Since 2008, and under increased vertical pressure from Europe, Spain has adopted a structural reform agenda to liberalise its labour and industrial relations regime. Since 2010, the focus has shifted away from policies to enhance the hiring of new employees to policies enabling the firing of employees, primarily through a reduction in collective dismissal costs. Individual firms can opt for company level negotiation, moving the industrial relations regime away from sectoral based collective bargaining. The government have also introduced a new open-ended contract for the promotion of entrepreneurship. All of the focus is supply side reforms despite the fact that Spain is suffering from a crisis of demand. Youth unemployment is 52 percent, the highest ever recorded in Europe.
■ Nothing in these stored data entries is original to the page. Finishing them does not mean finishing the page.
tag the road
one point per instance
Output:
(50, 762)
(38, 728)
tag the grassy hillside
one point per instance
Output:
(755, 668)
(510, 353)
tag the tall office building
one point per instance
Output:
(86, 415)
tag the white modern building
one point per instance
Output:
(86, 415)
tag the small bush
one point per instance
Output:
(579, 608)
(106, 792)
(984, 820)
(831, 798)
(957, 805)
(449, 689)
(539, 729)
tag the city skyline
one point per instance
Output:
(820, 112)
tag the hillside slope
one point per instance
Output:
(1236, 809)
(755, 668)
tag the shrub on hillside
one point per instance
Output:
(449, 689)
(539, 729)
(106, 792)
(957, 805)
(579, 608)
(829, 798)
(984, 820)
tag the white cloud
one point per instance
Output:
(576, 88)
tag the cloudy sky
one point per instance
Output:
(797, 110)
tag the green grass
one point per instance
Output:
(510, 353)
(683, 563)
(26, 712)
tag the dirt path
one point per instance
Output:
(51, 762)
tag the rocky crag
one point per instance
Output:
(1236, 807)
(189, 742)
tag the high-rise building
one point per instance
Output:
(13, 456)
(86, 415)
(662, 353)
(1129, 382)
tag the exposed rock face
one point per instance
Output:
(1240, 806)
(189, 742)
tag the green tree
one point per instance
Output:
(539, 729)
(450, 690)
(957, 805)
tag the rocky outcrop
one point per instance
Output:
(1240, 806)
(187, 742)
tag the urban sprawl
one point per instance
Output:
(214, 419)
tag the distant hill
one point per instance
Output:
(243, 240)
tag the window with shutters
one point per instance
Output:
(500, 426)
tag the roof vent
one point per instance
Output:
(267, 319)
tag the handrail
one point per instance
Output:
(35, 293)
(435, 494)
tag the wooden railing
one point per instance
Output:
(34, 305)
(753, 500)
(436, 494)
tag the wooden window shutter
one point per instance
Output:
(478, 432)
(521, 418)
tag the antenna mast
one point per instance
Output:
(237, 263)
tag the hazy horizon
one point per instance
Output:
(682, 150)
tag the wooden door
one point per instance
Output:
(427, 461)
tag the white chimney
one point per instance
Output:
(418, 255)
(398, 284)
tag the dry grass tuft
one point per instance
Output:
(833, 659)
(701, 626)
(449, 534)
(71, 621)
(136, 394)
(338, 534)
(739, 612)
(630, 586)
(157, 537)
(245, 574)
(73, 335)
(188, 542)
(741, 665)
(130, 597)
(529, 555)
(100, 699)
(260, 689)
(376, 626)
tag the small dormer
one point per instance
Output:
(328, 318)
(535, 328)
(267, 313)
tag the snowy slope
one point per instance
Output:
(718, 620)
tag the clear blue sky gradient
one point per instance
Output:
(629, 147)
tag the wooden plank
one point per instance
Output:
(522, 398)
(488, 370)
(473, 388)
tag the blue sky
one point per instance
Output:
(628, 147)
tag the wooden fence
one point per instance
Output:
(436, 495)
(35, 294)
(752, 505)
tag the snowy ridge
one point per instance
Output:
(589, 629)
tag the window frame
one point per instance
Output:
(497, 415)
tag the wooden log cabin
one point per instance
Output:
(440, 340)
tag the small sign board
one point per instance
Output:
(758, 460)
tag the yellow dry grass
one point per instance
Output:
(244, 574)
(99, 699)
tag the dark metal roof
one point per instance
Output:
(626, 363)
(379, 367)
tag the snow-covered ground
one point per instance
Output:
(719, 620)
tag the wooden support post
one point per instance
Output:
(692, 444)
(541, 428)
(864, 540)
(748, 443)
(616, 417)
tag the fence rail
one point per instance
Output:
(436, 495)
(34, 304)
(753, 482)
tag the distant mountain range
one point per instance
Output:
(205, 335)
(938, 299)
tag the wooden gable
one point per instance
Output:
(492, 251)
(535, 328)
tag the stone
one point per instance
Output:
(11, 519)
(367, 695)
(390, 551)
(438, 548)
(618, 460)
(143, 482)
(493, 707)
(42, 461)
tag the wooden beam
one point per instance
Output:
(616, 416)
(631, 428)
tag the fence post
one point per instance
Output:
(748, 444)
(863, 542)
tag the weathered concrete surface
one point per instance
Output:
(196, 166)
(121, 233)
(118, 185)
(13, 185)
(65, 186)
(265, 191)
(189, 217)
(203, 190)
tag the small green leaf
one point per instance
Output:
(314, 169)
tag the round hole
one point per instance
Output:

In Ireland, the employment crisis, much like Spain, has been directly associated with a collapse in demand. The policy reforms, much like what occured in Germany since 2002, is firmly focused on introducing stricter conditions for unemployment benefit, reducing employment protection, and pursuing an internal devaluation through either holding down labour costs or directly cutting wages. The average public sector pay cut has been 18 percent. The tradition of negotiated adjustment between the social partners on labour market and industrial relations reform has been scrapped in favour of unilateral legislation, under the political cover of the Troika structural adjustment program.

Conclusion – The Democratic State in Crisis

Coordinated fiscal austerity and unilaterally imposed structural reforms are leading to an input and output crisis of the democratic state in Europe (Scharpf, 2012). The reforms are being imposed from above (input crisis) yet are not leading to an improvement in economic and employment growth (output crisis).  ‘Responsible’ governments are not responding to the interests of citizens but internalising the policy preference of unaccountable external actors (IMF-ECB-EU) . The outcome is the implementation of what can only be described as ‘irresponsible’ economics, particularly in relation to employment.